What does that mean? 


Goenka, the Burmese man behind the Vipassana 10 silent retreat centres that have sprung up across the world, in one of his discourses, talks about the great swimologist.


The great swimologist is the man who has read everything there is to know about the world of swimming. He was watched every great swimmer, has attended all the races, studied their techniques and literally knows everything there is to know about swimming. 


And then somebody takes him to the edge of the pool and pushes him in. 


And guess what happens. 


He sinks.


Because the great swimologist has never actually swum, has never experienced swimming, has never done the practical work. 


At that point in timeI had been on the personal development self awareness journey for over 30 years. I believe it started when I moved to Australia from South Africa in my late teens. It started with books like the Prophet by Gibran, Zen and the art of Motorcycle maintenance, Tha Tao of Pooh, the way of the peaceful warrior. 


In my early twenties I was living in an Ashram and the rest of my twenties were spent deep in the world of jewish Orthodoxy and studying to be a rabbi.


When the millenium switched from 99 to 2000 I was in Blackheath, in the Blue Mountains, doing my first ever 10 day silent retreat.


The Great swimologist. 


Years of courses, therapies, learnings, councilors, experiences, reading, programs and on it goes. 


The great swimologist. 


What my wife did in July 2019 was take me to the edge of the pool and invited me to swim by allowing me to recognise that i was drowning for one simple reason. 


I had not allowed myself to recognise one important principle “do the practices on a consistent basis”


As part of my recovery, as an example, for the first time, I started to meditate twice a day on a daily basis.


I had my first introduction to meditation more than 30 years before that. Had done meditation courses, read books, sat in the Ashram, explored jewish mysticism (kabbalah) and meditated in that domain, had done vedic and received my mantra, had done 6 Vipassana 10 day silent retreats, and had attended jasons meditation for men course. 


All that was missing was a consistent twice a day practice - the great swimologist. 


And now i was sitting, twice a day, consciously and consistently and as a priority. 


And I explored the what else, what were the other big rocks that had at times sustained me - my martial arts training, another 30 year journey, my mens circle, a fortnightly gathering I had been attending for over 16 years, the course in miracles, journaling, sharing gratitude, sunrise with the men on a Saturday, training and meditating. 

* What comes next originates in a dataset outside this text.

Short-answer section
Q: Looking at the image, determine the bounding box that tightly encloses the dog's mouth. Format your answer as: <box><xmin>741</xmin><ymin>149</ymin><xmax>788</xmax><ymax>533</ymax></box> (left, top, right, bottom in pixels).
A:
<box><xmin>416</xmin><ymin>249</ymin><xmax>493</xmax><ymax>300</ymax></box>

As I looked, I discovered these practices that sustained me, that filled my cup, that allowed me to serve myself and others, that kept me present, that enabled me to handle my situation, that cultivated resilience and capacity. 


I coined them pillar practices and used myself as my own petri dish. 


From those pillar practices a life rhythm emerged. It became increasingly clear to me that my power came from the consistency in these practices and from expressing all the key facets of my life with integrity consistent with the man I was committed to being in the world. 


I had always been deeply interested in personal leadership, human performance, creating a life that worked, optimal health, mission statements, purpose and life meaning so none of this was new. 


What was new was that I was swimming for the first time and as I swam the experience of swimming and sharing it with others was much clearer. 


What emerged and evolved from there as the 22 Movement that has ultimately become the Sit and the Shift and working with incredibly inspiring men.

And what has been crystallised in that journey of swimming is the Shift, Practise fundamentals and the Pillars and practise programs as the vehicle for swimming, swimming together, creating lives that work, being men of integrity, making a difference in the world, being the ripple, cultivating internally and being able to withstand. 


As such becoming examples, beacons and being with the reality that we remain simple humans on a journey to live the greatest lives that we can with all its misery and suffering and its moments of wonder. 


Because that is what life is, an ebb and a flow, calm days and rough days 


And in that ocean of life in which I now swim.